Experts using the newly-rebuilt machine at the National Museum of Computing in Bletchley Park in the US managed to beat a number of rival code breakers using modern-day computers. But Joachim Scheuth, a computer enthusiast from Bonn, was first to crack the message using a program he wrote specifically for the National Museum of Computing Cipher Challenge.
Andy Clark, a director of the National Museum of Computing, comments: "Colossus has managed to crack the Germans' code just like the old days – although thankfully today's message was entirely peaceful in content. Scheuth has done fantastically well to decipher the messages first. We are delighted and most impressed by his work."

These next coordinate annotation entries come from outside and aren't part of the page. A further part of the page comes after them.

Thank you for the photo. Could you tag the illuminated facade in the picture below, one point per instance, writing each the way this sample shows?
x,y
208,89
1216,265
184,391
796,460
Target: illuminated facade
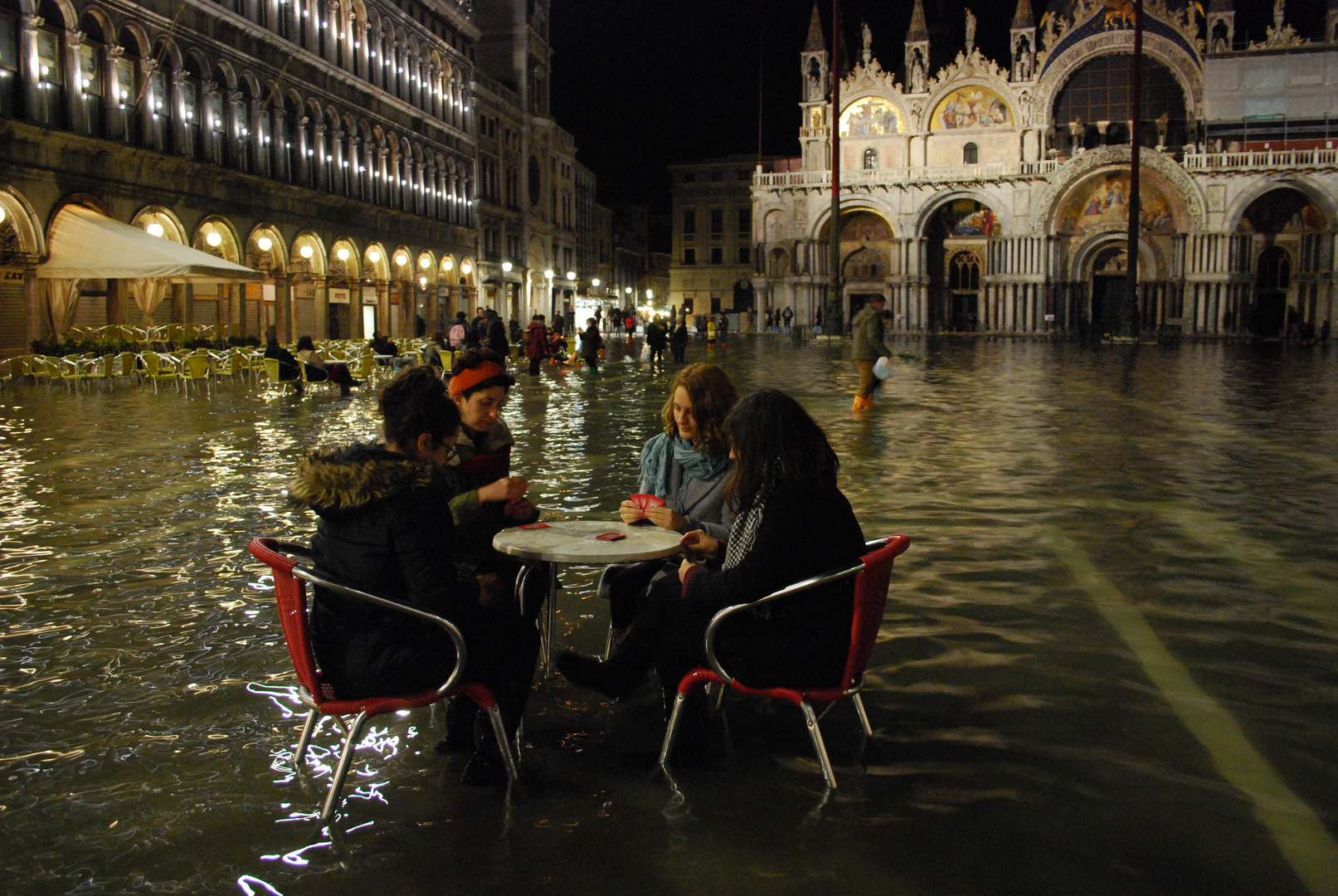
x,y
990,198
356,151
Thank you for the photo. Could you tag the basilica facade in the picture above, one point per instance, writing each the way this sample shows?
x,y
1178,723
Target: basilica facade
x,y
377,162
988,197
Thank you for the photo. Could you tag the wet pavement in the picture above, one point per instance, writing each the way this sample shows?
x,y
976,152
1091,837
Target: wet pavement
x,y
1109,661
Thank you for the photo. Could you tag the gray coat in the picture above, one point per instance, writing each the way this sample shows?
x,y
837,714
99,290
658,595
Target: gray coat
x,y
704,500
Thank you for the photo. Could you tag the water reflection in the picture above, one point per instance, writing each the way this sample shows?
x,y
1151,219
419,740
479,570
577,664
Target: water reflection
x,y
1024,738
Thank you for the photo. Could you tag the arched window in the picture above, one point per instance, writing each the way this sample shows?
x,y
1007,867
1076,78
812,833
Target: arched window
x,y
1274,269
964,272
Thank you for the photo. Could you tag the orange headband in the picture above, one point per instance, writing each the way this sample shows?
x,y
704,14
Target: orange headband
x,y
470,377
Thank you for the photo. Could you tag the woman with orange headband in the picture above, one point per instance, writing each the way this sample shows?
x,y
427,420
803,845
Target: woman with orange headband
x,y
493,498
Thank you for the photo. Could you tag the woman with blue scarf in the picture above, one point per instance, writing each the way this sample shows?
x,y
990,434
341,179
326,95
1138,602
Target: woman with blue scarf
x,y
687,465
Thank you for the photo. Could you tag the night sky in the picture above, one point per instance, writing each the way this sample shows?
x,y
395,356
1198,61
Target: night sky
x,y
646,83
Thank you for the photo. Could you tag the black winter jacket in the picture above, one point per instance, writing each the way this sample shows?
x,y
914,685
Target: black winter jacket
x,y
384,527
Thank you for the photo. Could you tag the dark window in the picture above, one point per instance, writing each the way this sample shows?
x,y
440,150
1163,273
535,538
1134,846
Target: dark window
x,y
1099,91
536,183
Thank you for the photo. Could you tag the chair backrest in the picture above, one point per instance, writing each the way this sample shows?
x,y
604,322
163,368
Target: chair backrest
x,y
290,596
197,367
870,598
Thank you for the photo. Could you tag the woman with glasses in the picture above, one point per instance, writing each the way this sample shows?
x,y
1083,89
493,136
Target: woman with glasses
x,y
372,502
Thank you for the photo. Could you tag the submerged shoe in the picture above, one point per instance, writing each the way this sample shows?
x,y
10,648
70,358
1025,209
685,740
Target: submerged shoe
x,y
484,771
604,677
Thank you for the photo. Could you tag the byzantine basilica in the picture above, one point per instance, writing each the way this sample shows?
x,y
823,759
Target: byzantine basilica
x,y
989,198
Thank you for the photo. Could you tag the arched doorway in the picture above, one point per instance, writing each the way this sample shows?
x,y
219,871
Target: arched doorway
x,y
1289,248
957,238
1272,282
1113,312
964,284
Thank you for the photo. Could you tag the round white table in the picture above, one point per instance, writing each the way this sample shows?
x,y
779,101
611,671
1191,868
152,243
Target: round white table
x,y
573,542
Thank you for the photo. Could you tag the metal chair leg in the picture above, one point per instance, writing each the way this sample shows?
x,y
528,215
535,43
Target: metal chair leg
x,y
342,769
864,716
305,738
816,734
504,743
670,732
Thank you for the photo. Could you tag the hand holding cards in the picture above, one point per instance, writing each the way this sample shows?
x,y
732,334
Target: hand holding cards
x,y
643,502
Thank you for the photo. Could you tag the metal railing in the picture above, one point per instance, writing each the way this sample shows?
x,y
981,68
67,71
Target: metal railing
x,y
1262,159
927,174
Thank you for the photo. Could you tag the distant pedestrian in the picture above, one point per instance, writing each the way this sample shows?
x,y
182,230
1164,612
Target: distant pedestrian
x,y
456,334
536,343
679,340
656,340
591,344
868,347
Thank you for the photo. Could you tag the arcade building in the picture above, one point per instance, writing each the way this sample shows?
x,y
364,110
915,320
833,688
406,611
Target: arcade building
x,y
977,197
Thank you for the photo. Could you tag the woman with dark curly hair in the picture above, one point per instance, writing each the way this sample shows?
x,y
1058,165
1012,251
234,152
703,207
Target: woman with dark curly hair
x,y
791,523
373,503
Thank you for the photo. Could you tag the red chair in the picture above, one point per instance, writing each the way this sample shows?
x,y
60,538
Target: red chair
x,y
318,694
871,578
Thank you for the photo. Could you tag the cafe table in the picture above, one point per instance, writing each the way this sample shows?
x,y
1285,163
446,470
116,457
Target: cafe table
x,y
574,543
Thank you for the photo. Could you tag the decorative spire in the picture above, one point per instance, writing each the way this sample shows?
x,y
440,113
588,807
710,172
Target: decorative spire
x,y
1023,17
918,30
815,34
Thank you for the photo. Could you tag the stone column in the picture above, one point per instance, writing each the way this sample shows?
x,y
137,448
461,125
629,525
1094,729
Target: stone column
x,y
30,70
75,110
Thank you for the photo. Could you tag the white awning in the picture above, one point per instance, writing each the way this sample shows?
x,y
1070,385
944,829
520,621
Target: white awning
x,y
86,245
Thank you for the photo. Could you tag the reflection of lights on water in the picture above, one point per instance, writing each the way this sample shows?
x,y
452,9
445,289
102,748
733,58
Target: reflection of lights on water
x,y
246,883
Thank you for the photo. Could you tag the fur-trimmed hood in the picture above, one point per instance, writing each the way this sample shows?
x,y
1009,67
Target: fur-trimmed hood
x,y
333,480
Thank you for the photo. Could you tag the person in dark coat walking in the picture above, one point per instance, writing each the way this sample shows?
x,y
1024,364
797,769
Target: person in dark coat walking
x,y
679,340
536,344
656,340
382,530
591,344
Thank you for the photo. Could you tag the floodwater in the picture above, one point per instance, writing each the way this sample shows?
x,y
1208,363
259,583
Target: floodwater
x,y
1109,662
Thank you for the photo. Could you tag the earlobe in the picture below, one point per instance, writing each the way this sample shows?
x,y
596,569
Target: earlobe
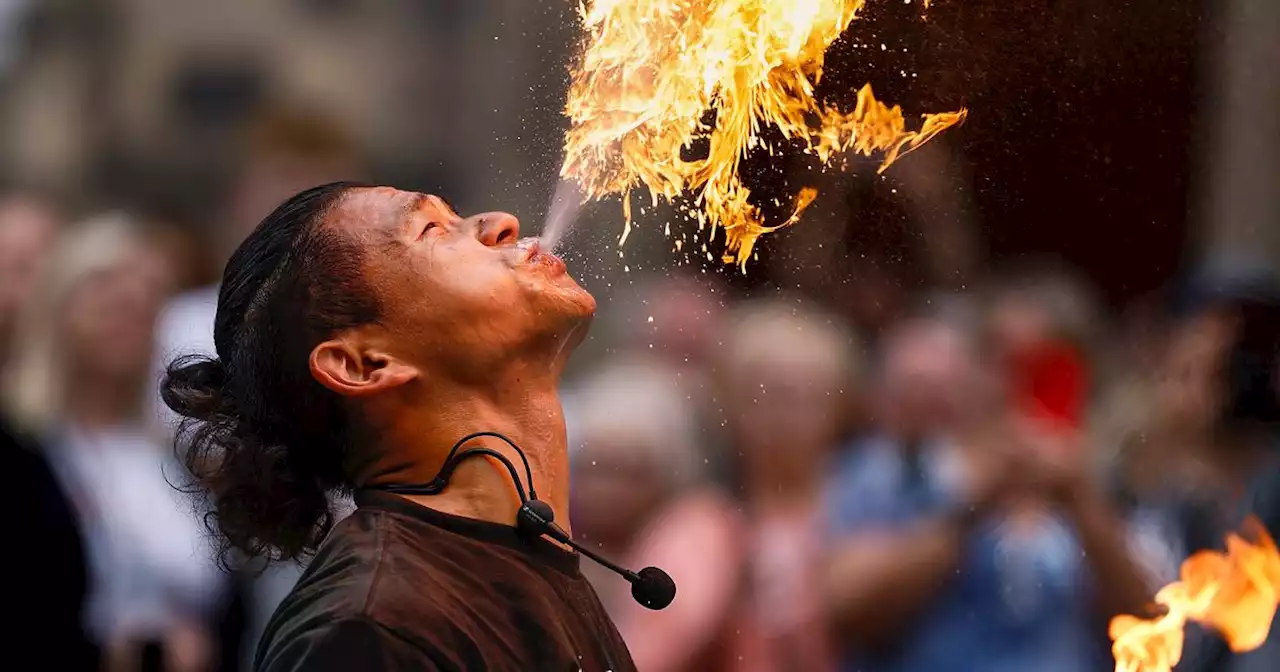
x,y
343,369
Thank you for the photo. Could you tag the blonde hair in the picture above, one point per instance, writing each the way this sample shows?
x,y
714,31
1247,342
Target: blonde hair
x,y
785,333
640,401
33,387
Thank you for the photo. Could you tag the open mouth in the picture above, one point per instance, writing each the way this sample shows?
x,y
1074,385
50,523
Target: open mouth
x,y
531,254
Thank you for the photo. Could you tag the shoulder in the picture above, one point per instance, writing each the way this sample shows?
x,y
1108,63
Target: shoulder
x,y
343,597
348,643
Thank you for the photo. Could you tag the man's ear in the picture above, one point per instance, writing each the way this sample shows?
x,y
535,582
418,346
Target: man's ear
x,y
342,368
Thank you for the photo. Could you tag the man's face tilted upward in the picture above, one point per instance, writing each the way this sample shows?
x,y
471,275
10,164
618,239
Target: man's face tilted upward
x,y
458,296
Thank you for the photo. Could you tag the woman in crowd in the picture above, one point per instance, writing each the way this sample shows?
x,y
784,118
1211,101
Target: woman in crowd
x,y
632,434
78,382
746,554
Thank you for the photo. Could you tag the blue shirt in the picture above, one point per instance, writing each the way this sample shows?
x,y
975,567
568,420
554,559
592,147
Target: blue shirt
x,y
1018,603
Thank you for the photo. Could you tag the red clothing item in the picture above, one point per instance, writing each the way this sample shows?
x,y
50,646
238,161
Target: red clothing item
x,y
749,594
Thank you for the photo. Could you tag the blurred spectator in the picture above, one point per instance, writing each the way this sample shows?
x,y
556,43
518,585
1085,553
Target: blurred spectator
x,y
287,151
80,376
746,556
55,565
1207,457
27,228
968,535
635,432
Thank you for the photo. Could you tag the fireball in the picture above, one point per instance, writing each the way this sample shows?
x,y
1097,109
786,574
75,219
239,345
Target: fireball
x,y
658,77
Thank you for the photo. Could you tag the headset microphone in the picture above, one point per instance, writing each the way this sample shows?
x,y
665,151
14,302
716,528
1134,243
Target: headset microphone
x,y
650,586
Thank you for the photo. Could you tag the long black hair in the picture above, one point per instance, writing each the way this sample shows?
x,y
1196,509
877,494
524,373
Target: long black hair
x,y
261,439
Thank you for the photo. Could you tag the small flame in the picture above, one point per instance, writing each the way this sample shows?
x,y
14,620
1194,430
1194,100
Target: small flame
x,y
1234,593
650,72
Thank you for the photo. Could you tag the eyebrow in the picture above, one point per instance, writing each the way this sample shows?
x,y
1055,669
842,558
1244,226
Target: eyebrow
x,y
448,204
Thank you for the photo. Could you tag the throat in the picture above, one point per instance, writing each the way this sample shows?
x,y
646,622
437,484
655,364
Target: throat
x,y
479,485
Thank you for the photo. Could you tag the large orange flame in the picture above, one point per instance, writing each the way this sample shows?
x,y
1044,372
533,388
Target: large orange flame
x,y
650,72
1234,593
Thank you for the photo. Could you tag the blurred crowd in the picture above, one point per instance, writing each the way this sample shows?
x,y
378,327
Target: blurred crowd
x,y
977,479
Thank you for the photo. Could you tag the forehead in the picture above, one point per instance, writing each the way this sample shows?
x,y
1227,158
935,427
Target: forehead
x,y
380,209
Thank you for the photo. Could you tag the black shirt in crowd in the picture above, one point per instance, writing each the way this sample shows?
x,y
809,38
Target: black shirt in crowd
x,y
49,566
400,586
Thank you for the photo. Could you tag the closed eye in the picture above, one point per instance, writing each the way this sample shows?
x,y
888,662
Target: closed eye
x,y
429,225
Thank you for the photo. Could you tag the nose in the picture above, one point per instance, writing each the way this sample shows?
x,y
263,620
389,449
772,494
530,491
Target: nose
x,y
496,228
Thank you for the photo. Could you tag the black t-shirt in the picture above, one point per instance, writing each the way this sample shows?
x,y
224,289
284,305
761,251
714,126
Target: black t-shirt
x,y
49,624
402,586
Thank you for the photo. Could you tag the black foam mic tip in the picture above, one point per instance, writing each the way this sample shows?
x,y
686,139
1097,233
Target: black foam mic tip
x,y
653,588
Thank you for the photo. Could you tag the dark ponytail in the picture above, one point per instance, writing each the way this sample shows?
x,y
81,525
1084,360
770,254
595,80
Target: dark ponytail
x,y
264,442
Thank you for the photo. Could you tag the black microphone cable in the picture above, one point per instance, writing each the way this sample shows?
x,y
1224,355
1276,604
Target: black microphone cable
x,y
650,586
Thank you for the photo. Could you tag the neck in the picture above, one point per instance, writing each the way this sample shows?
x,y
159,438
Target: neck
x,y
526,410
95,402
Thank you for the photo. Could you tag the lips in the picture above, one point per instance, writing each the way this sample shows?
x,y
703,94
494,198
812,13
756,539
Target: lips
x,y
531,254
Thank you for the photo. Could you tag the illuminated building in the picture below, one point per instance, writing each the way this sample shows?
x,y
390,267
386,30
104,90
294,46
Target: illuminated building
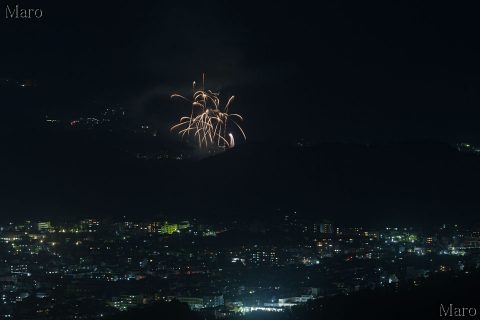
x,y
183,225
44,226
168,228
89,225
125,302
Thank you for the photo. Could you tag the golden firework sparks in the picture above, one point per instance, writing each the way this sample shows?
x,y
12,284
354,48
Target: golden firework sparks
x,y
207,121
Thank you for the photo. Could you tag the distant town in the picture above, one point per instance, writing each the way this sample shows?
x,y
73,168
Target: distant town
x,y
95,268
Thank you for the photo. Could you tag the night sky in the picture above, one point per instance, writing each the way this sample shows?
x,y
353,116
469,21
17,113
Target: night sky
x,y
334,72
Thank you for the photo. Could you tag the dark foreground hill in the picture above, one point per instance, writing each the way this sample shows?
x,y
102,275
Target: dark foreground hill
x,y
73,173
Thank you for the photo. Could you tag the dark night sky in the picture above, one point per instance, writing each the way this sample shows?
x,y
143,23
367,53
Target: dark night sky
x,y
336,71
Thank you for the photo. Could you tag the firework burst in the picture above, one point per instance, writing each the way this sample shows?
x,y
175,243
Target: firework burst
x,y
208,122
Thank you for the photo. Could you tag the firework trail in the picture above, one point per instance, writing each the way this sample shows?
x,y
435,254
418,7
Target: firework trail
x,y
208,123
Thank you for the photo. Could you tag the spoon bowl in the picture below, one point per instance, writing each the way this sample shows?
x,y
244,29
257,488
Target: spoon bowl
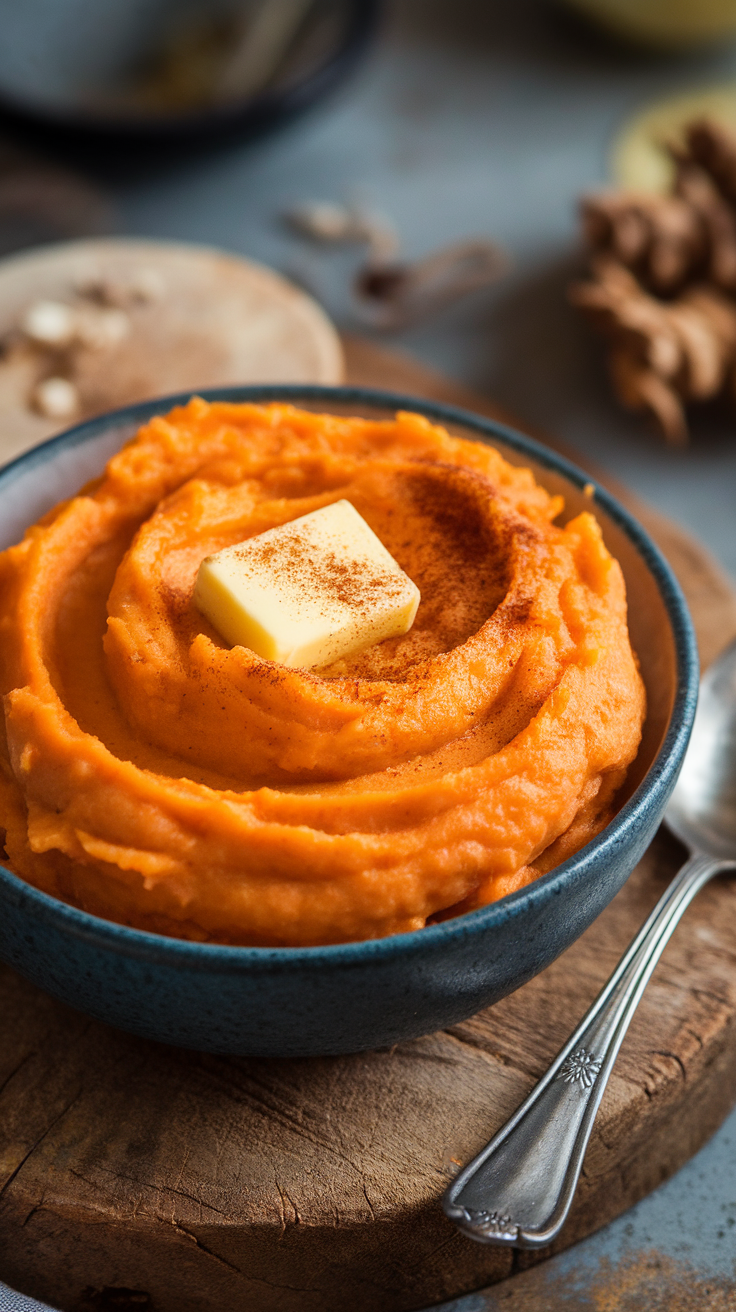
x,y
702,808
518,1190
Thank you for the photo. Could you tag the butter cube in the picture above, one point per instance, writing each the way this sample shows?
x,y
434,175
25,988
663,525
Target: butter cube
x,y
307,592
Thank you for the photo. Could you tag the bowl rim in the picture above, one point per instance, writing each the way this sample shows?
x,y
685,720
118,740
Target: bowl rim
x,y
654,787
251,114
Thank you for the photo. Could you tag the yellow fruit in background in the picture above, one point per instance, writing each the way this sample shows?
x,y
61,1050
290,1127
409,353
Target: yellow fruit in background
x,y
663,22
639,156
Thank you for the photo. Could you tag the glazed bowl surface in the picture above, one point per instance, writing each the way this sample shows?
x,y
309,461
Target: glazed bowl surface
x,y
362,995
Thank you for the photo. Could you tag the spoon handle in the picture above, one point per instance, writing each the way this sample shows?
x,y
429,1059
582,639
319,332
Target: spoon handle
x,y
518,1190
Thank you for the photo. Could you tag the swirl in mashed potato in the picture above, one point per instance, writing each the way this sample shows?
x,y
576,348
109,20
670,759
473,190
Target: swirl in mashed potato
x,y
155,777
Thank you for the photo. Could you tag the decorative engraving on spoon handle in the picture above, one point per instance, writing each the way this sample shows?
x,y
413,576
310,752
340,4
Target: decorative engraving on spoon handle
x,y
517,1191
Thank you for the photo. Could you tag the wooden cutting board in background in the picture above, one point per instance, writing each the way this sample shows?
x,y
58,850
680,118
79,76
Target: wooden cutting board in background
x,y
138,1177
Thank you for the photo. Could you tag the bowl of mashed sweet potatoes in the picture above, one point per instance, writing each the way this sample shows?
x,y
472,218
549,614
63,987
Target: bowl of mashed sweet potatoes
x,y
217,850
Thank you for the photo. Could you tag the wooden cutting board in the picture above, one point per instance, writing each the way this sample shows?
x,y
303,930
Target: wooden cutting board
x,y
139,1177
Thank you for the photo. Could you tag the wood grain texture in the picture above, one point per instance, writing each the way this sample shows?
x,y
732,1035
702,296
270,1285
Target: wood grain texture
x,y
133,1176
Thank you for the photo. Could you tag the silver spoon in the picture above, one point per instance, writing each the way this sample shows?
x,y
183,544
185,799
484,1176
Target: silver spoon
x,y
518,1190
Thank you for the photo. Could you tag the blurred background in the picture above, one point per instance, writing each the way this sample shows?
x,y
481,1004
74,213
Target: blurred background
x,y
444,121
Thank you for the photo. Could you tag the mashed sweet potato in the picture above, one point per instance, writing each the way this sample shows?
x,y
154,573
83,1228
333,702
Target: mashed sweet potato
x,y
155,777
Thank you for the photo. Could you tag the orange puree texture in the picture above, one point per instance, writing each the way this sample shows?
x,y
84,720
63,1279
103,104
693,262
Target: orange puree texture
x,y
154,776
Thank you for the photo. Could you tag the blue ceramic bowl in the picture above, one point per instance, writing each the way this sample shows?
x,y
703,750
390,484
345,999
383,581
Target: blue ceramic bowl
x,y
347,997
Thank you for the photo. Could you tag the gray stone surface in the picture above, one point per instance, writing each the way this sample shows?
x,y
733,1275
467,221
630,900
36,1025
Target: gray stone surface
x,y
487,117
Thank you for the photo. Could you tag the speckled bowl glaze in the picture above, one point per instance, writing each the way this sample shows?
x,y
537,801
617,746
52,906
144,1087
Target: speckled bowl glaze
x,y
353,996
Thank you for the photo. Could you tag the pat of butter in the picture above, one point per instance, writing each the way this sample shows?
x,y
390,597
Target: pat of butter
x,y
307,592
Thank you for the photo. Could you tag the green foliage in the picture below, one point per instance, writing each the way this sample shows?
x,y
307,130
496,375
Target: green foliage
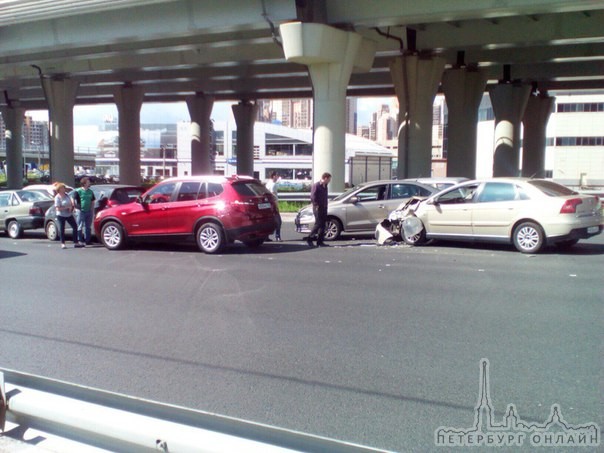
x,y
291,206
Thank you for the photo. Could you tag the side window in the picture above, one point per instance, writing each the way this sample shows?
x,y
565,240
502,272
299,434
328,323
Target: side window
x,y
497,191
161,193
463,194
408,190
214,189
4,199
188,191
373,193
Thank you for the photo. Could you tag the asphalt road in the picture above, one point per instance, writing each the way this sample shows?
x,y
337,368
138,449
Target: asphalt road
x,y
374,345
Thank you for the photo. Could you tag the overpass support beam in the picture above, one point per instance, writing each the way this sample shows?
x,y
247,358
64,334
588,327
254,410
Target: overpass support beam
x,y
60,95
331,56
463,88
509,101
416,82
200,109
245,116
536,115
13,123
129,100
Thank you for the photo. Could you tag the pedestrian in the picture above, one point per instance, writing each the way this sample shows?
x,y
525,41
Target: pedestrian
x,y
64,209
319,200
84,198
271,185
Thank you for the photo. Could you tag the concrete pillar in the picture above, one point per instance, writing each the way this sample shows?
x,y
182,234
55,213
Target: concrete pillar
x,y
60,95
245,116
416,82
200,109
537,112
129,100
509,101
13,124
463,88
331,56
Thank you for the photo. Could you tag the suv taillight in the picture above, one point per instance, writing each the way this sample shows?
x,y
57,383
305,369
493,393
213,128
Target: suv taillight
x,y
570,206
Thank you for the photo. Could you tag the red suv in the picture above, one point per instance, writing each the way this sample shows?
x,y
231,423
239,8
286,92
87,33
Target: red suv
x,y
215,210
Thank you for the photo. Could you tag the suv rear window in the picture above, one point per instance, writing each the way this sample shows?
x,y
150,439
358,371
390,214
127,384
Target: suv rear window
x,y
551,188
250,189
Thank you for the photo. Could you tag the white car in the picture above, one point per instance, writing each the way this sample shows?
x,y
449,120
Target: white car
x,y
528,213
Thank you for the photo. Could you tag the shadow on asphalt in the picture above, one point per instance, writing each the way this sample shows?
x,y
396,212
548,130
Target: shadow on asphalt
x,y
583,248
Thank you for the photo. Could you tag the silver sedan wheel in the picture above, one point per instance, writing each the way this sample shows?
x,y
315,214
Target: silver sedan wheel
x,y
528,237
210,238
113,236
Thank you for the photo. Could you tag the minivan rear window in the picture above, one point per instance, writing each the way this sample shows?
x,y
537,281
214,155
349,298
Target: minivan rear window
x,y
551,188
250,189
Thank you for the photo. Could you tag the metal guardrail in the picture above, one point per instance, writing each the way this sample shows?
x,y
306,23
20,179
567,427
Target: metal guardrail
x,y
121,423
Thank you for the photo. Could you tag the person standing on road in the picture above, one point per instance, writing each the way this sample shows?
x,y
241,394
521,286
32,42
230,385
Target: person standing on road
x,y
319,200
64,208
85,203
271,185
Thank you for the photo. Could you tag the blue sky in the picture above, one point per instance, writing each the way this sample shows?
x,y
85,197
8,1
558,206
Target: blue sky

The Cipher Challenge began with encrypted messages transmitted from the Heinz Nixdorf Museum in Paderborn after being encrypted using the Lorenz SZ42 cipher, the same machine used by the German high command in war time.
Meanwhile at Bletchley Park Block H, the computer nerve centre used by Churchill's intelligence operations during the war, a Colossus Mark II machine, which took 14 years to rebuild, clicked and whirred into action.
However, adverse atmospheric conditions produced by the sun spot cycle interfered with Bletchley Park's reception of the Paderborn transmissions on Thursday.
"While Scheuth was working his way to success, the Colossus team at Bletchley was struggling to get a signal – reminiscent of certain modern-day mobile phone networks," says Mr Clark.
Verifiable cipher text was eventually obtained on Thursday evening and transferred to punched paper tape for Colossus. That text was loaded on Colossus at 08h55 on Friday morning and the machine started. By 13h15 it had cracked the hardest of the cipher challenge messages, which had content relating to the Heinz Nixdorf Museum in Paderborn.
Clark says: "The official run time for Colossus cracking the code was three hours and 35 minutes – we had 45 minutes 'injury time' when we had to replace a valve."